A few weeks ago, I wrote about how my site was indexed through no obvious means.
Since then I have:
o Set up some tests to see if Google would index URLs through unconventional methods;
o Had a look at my log files to see if I could find the answer there.
I conducted 3 tests with the use of 6 URLs – each sitting outside of my WordPress site, with no Google Analytics etc:
o Visiting URLs in Chrome: I visited three of the URLs in Chrome to see if this would result in any being indexed. Having waited almost a week, none of the three have been – and there has been no visit from Googlebot according to the log files.
o Emailing to Gmail: I emailed one URL to Gmail and clicked on it. Same result after 2-3 days (nothing).
o Searching for the URL: I searched for one URL in Google to see if this information would somehow be used. Nope.
The other URL was simply left as a constant.
Obviously this is testing something slightly different from the original scenario (a new domain being indexed, rather than a new URL), so a conclusion cannot be drawn there. I would have really like to have tested some new domains, and may do so if I decide to part with some money!
How My Site WAS Indexed
When looking at the logs to see if Googlebot had visited any of the URLs, I decided to have a dig back to when it first visited the site. It was here that I found my answer:
Googlebot first entered the site only half an hour after the ‘Hello World’ post was published by WordPress i.e. only half an hour after it was set up.
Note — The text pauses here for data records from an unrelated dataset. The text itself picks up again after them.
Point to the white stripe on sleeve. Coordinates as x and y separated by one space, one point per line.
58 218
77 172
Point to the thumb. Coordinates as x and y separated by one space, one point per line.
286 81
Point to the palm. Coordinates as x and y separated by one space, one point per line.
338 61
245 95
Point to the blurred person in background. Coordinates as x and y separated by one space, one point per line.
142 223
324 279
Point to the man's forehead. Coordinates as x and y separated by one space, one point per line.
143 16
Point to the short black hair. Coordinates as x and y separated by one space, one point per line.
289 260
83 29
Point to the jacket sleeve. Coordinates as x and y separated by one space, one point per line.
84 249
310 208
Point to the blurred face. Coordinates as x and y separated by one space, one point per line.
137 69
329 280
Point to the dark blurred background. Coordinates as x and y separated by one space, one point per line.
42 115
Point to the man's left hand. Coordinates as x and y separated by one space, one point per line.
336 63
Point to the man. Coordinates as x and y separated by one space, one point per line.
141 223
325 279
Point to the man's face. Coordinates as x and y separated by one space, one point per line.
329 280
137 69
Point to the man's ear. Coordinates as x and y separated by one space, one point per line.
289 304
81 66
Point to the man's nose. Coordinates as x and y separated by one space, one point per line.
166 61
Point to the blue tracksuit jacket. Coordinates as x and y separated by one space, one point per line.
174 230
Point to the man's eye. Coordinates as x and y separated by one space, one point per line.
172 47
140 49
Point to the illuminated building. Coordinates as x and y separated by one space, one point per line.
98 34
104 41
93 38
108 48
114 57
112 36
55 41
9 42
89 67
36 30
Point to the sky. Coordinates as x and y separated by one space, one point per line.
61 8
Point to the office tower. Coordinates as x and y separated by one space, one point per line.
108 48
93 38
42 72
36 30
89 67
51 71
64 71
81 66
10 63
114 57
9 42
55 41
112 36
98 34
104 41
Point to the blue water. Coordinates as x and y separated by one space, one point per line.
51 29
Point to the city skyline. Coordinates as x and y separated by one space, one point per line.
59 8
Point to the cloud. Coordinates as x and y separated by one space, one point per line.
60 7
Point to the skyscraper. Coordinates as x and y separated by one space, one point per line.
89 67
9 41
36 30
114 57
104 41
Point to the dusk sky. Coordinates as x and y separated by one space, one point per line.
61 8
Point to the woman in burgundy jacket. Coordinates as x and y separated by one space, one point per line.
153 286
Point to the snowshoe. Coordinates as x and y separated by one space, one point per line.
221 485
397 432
The first file it requested was not the Robots.txt file, as is standard when entering the site, but an XML sitemap. This sitemap was generated by Yoast’s WordPress SEO plugin, which I must have installed as soon as I set up the site.
A bit of text in Yoast’s guide says that it automatically submits the XML sitemap (which is often generated by default when installing the plugin) to both Bing and Google:
This seems to be exactly what happened! Mystery solved.
A few things that can be drawn from the experience:
o Google does not seem to find new URLs through the unconventional methods I tested (yet), but it is not fair to draw the same conclusion about new domains.
o Log files are a vital source of information for any webmaster!